24.12.17

The Dying of the Light

Australia is where English cricketers' dreams go to die. Joe Root knows this all too well.

Joe Root, rising 27, with his wispy would-be beard, and that hardening of eyes and features which stress produces, is at one of life's cusps. Until recently he always looked young and carefree, apart from when he was out. In the aftermath of Perth, in the harsh, unforgiving forcefield of the cameras and the microphones and the pundits' egos, he started to look, for the very first time, just a little bit old. Like many another man before him, he is starting to experience the uneasy feeling of his life changing as it turns on the wheel of the England captaincy and the difficulty of playing Test cricket in Australia. He has played in seven Test matches in Australia and he has been on the losing side seven times.

With a few exceptions, Australia - big old Australia with its huge grounds, its vivid light and scalding sun, its flies, its harsh, sarcastic crowds, its batsmen and its fast bowlers - has always been a difficult place for English teams to triumph. Go there with a Larwood, or a Tyson, or a John Snow, together with a crystal clear tactical plan, and you have a chance. Catch Australia at a point where they are rebuilding and you have a strong side touched by genius, and you have more than a chance. Other times, like now, forget it.

In some senses what has happened recently is neither as shocking nor as debilitating as the pitiless defeats of 2006 or 2013. The absence of Ben Stokes tempered expectations, and there are other things to cling on to; Craig Overton's spirit, Dawid Malan's burgeoning confidence, James Vince's cover drive. With this said, though, there is the inescapable feeling that old certainties are ebbing away. Jimmy Anderson is there, 35 and still running in with his customary liquid rhythm. He is barely tainted by age, but time is not his friend, while for Stuart Broad and Alastair Cook things are worse. They are younger but they have fallen further and more quickly, leaving them wide open to the old sporting cliche: how much do you want it? When you have been there and done it so often, how readily can you muster the energy to rage against the dying of the light? You can deny that there is a problem - that much is easy - but what are you going to do about the fact that you can't take wickets or score runs?
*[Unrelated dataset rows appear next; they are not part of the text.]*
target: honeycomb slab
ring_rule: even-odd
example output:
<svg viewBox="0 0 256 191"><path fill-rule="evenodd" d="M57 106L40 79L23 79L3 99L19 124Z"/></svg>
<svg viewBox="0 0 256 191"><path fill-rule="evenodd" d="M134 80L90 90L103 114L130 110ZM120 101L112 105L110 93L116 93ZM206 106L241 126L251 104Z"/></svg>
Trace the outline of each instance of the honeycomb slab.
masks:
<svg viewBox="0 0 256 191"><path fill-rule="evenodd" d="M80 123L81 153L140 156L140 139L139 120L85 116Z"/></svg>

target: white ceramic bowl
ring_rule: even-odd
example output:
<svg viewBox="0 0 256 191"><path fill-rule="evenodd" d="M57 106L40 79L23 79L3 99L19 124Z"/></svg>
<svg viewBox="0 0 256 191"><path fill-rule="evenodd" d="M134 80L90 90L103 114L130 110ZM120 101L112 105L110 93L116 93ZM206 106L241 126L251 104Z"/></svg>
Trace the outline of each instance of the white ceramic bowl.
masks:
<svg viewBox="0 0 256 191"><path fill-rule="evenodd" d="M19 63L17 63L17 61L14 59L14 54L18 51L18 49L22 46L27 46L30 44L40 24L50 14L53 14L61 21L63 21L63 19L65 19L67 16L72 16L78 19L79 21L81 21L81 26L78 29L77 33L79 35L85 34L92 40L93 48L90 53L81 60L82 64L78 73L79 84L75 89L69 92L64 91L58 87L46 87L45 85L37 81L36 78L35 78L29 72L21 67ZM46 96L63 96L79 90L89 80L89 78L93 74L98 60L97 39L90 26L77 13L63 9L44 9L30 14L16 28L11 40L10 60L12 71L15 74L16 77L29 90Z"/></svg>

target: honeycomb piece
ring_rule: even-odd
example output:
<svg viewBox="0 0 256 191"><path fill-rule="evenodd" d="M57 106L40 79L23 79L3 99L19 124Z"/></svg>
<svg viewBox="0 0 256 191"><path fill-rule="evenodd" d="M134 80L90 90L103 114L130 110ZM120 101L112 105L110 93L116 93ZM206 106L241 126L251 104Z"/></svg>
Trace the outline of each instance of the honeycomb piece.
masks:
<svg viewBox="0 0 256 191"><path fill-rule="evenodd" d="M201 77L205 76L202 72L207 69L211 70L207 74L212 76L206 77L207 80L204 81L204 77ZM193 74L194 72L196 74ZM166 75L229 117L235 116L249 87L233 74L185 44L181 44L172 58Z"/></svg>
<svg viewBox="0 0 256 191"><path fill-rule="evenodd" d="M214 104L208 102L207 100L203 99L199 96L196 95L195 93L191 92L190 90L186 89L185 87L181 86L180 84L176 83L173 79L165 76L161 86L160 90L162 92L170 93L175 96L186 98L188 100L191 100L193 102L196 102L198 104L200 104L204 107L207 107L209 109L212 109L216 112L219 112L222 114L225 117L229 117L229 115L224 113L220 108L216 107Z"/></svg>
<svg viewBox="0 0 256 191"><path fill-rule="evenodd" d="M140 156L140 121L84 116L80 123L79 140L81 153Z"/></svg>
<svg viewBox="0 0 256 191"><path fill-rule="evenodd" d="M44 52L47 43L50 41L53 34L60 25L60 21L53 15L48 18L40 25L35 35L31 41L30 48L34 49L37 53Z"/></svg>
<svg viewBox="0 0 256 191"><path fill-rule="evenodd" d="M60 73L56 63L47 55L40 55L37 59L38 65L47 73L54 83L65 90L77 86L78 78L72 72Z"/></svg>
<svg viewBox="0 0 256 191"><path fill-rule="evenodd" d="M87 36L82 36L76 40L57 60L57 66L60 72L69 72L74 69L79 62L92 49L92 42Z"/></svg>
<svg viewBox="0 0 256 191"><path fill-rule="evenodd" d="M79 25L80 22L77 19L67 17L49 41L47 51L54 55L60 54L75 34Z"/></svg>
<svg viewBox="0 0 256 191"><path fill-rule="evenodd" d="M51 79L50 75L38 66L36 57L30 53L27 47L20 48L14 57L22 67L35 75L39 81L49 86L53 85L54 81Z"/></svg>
As the sun rises so the light dies, and for Joe Root, and for England, there is a wider sense that the skies are darkening; that before long they may be looking for two opening batsmen instead of one; they may be looking for someone with the potential to take wickets with the old and new balls, and make aggressive lower-order runs; they, if they are Root himself, will be looking for a way to turn fifties into big hundreds in the manner that is second nature to Smith or Kohli. And all this in an environment of marginalisation and complacency; where those taking game-shaping decisions are more interested in promoting a putative competition which there is little evidence many people want, while relegating to the season's margins the type of cricket which could produce another Stuart Broad or Alastair Cook. And where the expectation is always that there will be an early season greentop on which England will win the toss and Anderson will go through a shivering group of Sri Lankans like a hot knife through the butter in the Lord's dining room and all will be right with the world. England keep making 400 and losing matches by an innings, but that happens in countries abroad about which we know little and care less, apart from when the Perth seagulls or the Chennai vultures are circling.

Who needs Josh Hazlewood or Ravi Ashwin when you can bowl a side out for nothing in unfamiliar conditions and think you're a good team?

In truth the embrace of marginalisation for money began years ago, when, after the greatest home Test series anyone had seen, English cricket hid itself behind a paywall. Stuart Broad was just starting out on a professional career, Alastair Cook was on the verge of international cricket, and Joe Root was 14 and already good. To him, then, little mattered beyond playing the game, and he had all the answers.

Now, as 2017 closes in Melbourne, he and his side face only questions. Finding the answers to them will take a lot longer than five days, and many more dreams will die before they do so.